A new wave: from Big Data to Small Data

Earlier this week I attended Small Data SF, a first-time conference organized by MotherDuck, Turso and Ollama. The Small Data Manifesto in a nutshell is that more data isn’t necessarily better and that single machines and nodes have come such a long way since the early 2000s that they’re usually sufficient for most data analyses in a real-world enterprise setting.

If I’m being honest, I went into the conference with tepid expectations. I was mostly excited about connecting with some of the titans of industry who were going to be present and also learning more about DuckDB, which I’m a big fan of.

But walking away, I felt very different than I anticipated and I think I fully drank the Kool Aid. 

Sure there was some good old sales pitching disguised as thought leadership talks and a lot of self-promotion, but as a whole, the conference felt like a breath of fresh air.
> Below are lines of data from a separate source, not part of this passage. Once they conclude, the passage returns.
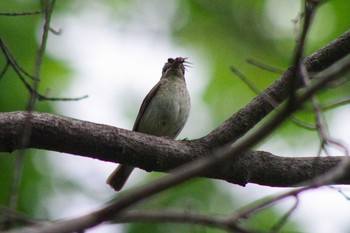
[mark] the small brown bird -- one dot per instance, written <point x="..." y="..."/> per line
<point x="163" y="112"/>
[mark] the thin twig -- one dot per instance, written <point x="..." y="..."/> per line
<point x="269" y="99"/>
<point x="264" y="66"/>
<point x="24" y="140"/>
<point x="195" y="168"/>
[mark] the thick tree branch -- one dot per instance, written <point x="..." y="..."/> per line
<point x="246" y="118"/>
<point x="107" y="143"/>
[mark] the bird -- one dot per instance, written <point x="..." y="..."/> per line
<point x="163" y="112"/>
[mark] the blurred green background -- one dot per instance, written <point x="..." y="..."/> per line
<point x="221" y="34"/>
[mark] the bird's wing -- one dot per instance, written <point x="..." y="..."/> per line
<point x="145" y="104"/>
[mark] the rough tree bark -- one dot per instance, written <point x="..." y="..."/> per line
<point x="107" y="143"/>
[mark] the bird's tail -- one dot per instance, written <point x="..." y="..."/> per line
<point x="119" y="176"/>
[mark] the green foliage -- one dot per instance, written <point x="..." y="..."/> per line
<point x="195" y="196"/>
<point x="226" y="31"/>
<point x="21" y="35"/>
It felt like we were collectively taking a really big step back and collectively acknowledging that we’re recovering from Big Data Hangover™. 

To be fair, this only feels like a hangover because over the past 10 years, while we’ve all collectively been obsessing over Big Data, there have been two major changes quietly taking place:

  1. Processing power of local machines* has gone up by multiple factors
  2. New libraries and tools have been created which process data more efficiently
In the chart above**, I mapped out the typical floor and ceiling for the number of cores available on local machines and virtual machines over the years. This had to be plotted on a log scale! 
In the chart above**, I mapped out the typical floor and ceiling for the number of cores available on local machines and virtual machines over the years. This had to be plotted on a log scale! 

Since the advent of Big Data in the mid-2000s, compute power has literally increased by multiple factors. Of course, this is just the number of cores (or vCPUs), but this trend holds even when looking at RAM, network throughput and virtually every other dimension that matters for data processing. Note: A 400 vCPU virtual machine on EC2 is going to cost you a pretty penny, so I’m not suggesting that this compute power is economically viable, but you can easily get a 32 vCPU for close to a dollar per hour.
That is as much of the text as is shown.